We know how important it is to set goals as individuals and as a troop, and with 2018 fast approaching, we thought it would be a good idea to talk about ways to set realistic resolutions for the New Year.
If you’re like me, around the winter holidays you start thinking about your resolution for the new year but quickly start to ask yourself, “Wait… did I even complete my resolution for this current year?!” People often put pressure on themselves by choosing lofty resolutions like losing a certain amount of weight or no longer eating a certain food group.
But we forget that, as humans, we are creatures of habit. We stick to what we know and it’s sometimes very hard for our brains to quickly change. Did you know it takes about 21 days for the brain to change a habit?
Part of my problem with choosing a resolution is that I don’t give myself time to adjust during those 21 days. I set a far-fetched end result, but I don’t plan out how I will arrive at the result. Does this sound like anyone else out there?

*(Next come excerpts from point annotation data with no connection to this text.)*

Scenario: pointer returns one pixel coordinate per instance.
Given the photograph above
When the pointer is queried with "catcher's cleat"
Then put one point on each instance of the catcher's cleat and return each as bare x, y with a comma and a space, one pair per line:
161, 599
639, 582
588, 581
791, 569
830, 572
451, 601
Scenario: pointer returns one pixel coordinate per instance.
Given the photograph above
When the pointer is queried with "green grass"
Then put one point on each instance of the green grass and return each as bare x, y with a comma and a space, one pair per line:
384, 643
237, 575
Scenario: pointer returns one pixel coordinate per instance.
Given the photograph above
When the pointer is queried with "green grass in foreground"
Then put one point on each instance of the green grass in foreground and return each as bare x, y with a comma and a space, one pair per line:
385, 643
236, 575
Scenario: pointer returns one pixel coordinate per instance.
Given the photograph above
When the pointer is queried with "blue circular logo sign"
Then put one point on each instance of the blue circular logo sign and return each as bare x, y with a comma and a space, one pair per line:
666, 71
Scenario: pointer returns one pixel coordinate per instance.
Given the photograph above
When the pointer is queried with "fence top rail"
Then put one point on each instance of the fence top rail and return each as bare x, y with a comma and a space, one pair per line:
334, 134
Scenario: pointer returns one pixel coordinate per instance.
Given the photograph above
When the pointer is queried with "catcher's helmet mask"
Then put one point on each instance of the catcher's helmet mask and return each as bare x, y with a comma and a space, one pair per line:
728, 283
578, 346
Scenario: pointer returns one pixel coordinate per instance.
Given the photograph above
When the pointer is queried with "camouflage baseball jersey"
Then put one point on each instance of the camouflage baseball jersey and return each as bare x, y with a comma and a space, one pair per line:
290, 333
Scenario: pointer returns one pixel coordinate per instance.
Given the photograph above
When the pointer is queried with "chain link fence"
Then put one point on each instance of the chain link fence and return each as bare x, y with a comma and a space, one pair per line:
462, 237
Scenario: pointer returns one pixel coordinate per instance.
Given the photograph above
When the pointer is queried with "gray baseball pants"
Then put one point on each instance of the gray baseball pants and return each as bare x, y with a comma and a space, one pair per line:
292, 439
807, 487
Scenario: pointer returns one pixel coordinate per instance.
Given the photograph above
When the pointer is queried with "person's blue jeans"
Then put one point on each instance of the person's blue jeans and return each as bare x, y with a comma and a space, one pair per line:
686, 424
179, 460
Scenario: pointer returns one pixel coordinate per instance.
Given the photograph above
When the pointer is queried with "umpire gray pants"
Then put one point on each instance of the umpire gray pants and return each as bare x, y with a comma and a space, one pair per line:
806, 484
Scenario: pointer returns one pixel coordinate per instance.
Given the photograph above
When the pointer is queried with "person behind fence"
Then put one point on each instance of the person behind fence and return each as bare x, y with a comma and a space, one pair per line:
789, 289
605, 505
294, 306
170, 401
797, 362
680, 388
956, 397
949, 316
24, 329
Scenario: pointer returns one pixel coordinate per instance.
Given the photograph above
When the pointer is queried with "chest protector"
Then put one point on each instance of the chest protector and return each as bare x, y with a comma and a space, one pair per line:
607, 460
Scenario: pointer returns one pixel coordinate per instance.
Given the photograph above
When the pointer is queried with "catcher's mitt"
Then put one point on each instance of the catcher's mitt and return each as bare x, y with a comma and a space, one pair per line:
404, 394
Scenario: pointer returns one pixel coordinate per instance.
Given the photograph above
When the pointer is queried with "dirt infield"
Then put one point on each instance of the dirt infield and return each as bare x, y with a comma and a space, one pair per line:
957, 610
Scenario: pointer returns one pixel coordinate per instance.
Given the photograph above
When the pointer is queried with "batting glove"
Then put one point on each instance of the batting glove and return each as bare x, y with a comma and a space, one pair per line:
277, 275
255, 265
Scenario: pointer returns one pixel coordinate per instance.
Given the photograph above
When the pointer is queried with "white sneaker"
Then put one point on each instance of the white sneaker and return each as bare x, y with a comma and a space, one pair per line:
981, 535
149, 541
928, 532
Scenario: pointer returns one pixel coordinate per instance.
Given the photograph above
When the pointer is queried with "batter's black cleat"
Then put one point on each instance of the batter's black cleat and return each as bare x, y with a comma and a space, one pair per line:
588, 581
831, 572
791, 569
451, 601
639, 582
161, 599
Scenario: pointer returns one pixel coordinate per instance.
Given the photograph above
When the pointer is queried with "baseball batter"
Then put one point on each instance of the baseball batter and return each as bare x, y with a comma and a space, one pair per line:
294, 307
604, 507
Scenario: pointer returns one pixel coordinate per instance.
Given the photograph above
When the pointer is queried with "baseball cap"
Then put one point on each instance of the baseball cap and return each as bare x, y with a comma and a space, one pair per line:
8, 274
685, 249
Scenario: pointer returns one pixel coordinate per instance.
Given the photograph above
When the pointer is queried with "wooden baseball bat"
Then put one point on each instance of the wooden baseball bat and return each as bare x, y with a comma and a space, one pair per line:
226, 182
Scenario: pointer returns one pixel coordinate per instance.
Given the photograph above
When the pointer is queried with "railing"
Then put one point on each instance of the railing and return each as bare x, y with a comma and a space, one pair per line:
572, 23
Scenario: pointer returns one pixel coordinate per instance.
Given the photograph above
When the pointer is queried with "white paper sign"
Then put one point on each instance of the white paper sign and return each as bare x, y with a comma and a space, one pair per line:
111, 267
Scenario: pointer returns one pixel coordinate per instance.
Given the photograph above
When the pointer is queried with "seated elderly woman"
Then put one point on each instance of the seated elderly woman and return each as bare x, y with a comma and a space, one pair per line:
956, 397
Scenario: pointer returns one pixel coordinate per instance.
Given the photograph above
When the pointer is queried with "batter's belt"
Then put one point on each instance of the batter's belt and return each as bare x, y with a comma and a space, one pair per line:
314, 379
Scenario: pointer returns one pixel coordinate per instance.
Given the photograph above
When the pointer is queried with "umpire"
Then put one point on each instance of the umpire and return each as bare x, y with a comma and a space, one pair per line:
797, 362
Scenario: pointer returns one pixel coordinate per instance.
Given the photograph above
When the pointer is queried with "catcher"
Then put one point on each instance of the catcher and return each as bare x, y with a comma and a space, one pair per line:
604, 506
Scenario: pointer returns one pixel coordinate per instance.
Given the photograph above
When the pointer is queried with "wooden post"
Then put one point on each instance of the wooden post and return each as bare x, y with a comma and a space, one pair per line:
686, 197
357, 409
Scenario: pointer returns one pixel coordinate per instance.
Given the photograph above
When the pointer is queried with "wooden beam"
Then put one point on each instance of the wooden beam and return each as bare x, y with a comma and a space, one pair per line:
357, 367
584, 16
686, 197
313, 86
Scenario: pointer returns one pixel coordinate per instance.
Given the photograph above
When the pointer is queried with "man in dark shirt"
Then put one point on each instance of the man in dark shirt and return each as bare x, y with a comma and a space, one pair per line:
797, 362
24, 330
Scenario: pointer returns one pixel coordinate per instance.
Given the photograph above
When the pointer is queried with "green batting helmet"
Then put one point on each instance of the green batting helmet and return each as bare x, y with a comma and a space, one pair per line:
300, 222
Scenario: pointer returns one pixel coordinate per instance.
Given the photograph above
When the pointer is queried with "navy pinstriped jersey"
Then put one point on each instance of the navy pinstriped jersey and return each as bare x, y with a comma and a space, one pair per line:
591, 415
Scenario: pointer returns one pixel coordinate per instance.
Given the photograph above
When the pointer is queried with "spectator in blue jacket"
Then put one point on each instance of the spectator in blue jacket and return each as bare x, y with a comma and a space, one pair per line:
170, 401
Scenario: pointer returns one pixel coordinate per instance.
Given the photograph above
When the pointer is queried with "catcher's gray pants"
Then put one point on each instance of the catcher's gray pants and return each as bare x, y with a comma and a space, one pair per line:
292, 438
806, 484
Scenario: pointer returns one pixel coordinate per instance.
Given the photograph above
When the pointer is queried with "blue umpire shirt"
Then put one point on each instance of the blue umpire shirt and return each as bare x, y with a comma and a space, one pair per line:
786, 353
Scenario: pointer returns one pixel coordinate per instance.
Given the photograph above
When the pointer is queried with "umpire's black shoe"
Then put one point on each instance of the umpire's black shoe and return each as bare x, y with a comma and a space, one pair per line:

Here are a few tips on setting healthy resolutions we might actually stick to:
Be sensitive
When talking about resolutions, especially goals that focus on health and wellness, it is important to remember to be sensitive to how we perceive ourselves and how we believe others see us. When talking about healthy resolutions, the last thing we want is to get the impression that a mentor sees us in a negative light or that we should harshly critique ourselves. Instead, open the conversation by deciding what you think is a healthy resolution. During this conversation, talk about both yourself and the idea of a healthy resolution in a positive way.
Brainstorm together
Sticking to a resolution can often be easier when we have someone to do it with us. Take some time to brainstorm with another person or a small group about resolutions you can do together. Once you come up with a resolution that everyone is interested in, set up a way to keep each other accountable. This could be calling or texting each other to check in or writing down what you did to keep the resolution and sharing it. There are so many ways to work together on a resolution, so find what works for you!
Get specific
If you say you want to drink more water, ask yourself what steps you can take to meet that goal. Figure out what you want as your baseline and final goal. If you’re currently drinking two glasses of water a day but would like to drink eight glasses a day, work with your accountability partner to figure out a schedule that will help you reach your goal over a few weeks or months.
By setting a resolution and then determining steps to reach that goal, we will not only feel proud of our accomplishments but will also develop healthy habits in the coming year!